Następnie uzyskaliśmy dwa filtry barwione Papanicolaou (Millipore, Bedford, Mass.), Które przygotowano z moczem Humphreya, kiedy zaprezentowano go w maju 1967 roku. Wyizolowaliśmy DNA z tych filtrów i zamplifikowano przez PCR region obejmujący 104 par zasad. kodon 227 genu p53. Startery amplifikacji dla tej części egzonu 7 genu p53 były 5 GTAGGAATTCCAAGGCGCACTGGCCTC3 i 5 AGGAATTCTTACACATGTAGTTGTAGTGG3 . Warunki PCR i metody zastosowane do klonowania w lambda Zap (Strategene, La Jolla, CA) wykonano jak opisano wcześniej12. Następnie sklonowaliśmy produkty PCR do wektora bakteriofagowego, przenieśliśmy je na membrany nylonowe i hybrydyzowaliśmy je z sondą oligonukleotydową znakowaną 32P (5 GTTGGCTCAGACTGTACC3 ) specyficzną dla mutacji kodonu 227 znalezionej w resekcji pierwotnego raka12.
Wyniki
Ryc. 2. Ryc. 2. Autoradiografy próbek nowotworowych i moczowych. Panel A pokazuje autoradiografię żelu sekwencjonowania wykazującego transwersję A-to-T (antysensowną) w kodonie 227 (strzałka) genu p53 w pierwotnym raku pęcherza moczowego Humphrey a. Pasmo resztkowe w pierwszej linii pochodzi z nienowotworowego DNA typu dzikiego. Panel B pokazuje autoradiografy blaszek bakteriofagów zhybrydyzowanych do specyficznych oligomerów p53. Wiele hybrydyzujących łysinek zaobserwowano, gdy klonowany DNA z moczu Humphrey ego sondowano oligomerem p53 typu dzikiego. Mniejsza, ale godna uwagi liczba płytek z DNA w moczu hybrydyzowała ze zmutowanym specyficznym dla kodonu 227 oligomerem, ale nie kontrolowała DNA bez mutacji p53.

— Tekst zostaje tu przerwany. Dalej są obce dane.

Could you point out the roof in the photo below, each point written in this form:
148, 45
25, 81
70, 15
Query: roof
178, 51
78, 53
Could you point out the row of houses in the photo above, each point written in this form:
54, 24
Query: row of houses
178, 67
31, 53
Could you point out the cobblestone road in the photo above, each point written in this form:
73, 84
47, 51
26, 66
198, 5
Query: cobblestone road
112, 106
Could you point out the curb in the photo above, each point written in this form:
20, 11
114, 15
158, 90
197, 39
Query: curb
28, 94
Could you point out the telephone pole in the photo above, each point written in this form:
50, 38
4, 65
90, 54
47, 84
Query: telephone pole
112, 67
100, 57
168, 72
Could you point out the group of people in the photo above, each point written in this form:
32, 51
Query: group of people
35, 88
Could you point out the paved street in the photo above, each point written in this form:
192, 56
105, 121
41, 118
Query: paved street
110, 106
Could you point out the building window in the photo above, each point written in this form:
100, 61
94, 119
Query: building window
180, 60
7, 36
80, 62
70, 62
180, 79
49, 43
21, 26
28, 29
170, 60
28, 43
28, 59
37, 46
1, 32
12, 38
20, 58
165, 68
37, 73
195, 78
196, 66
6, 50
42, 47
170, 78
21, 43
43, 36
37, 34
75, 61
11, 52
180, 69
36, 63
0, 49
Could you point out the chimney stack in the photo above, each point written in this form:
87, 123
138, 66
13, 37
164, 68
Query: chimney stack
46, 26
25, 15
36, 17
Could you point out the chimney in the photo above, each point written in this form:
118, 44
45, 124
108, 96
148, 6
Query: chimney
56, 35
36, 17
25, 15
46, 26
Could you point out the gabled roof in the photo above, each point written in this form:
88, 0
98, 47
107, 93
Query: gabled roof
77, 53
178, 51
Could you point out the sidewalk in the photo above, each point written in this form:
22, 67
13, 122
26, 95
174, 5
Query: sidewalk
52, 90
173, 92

Zarówno inwazyjny rak pęcherza moczowego wycięty w 1976 r., Jak i filtry przygotowane z moczu w 1967 r. Analizowano pod kątem mutacji p53. Sekwencjonowanie połączonych klonów DNA z nowotworu wyciętego w 1976 ujawniło przejście z adeniny do tyminy w kodonie 227 genu p53 (Figura 2A)
[patrz też: zespół reitera, zatrzymanie pracy nerek, rdzeniowy zanik miesni ]

0 thoughts on “Biologia molekularna i wczesne wykrywanie raka pęcherza – przypadek Huberta H. Humphreya ad”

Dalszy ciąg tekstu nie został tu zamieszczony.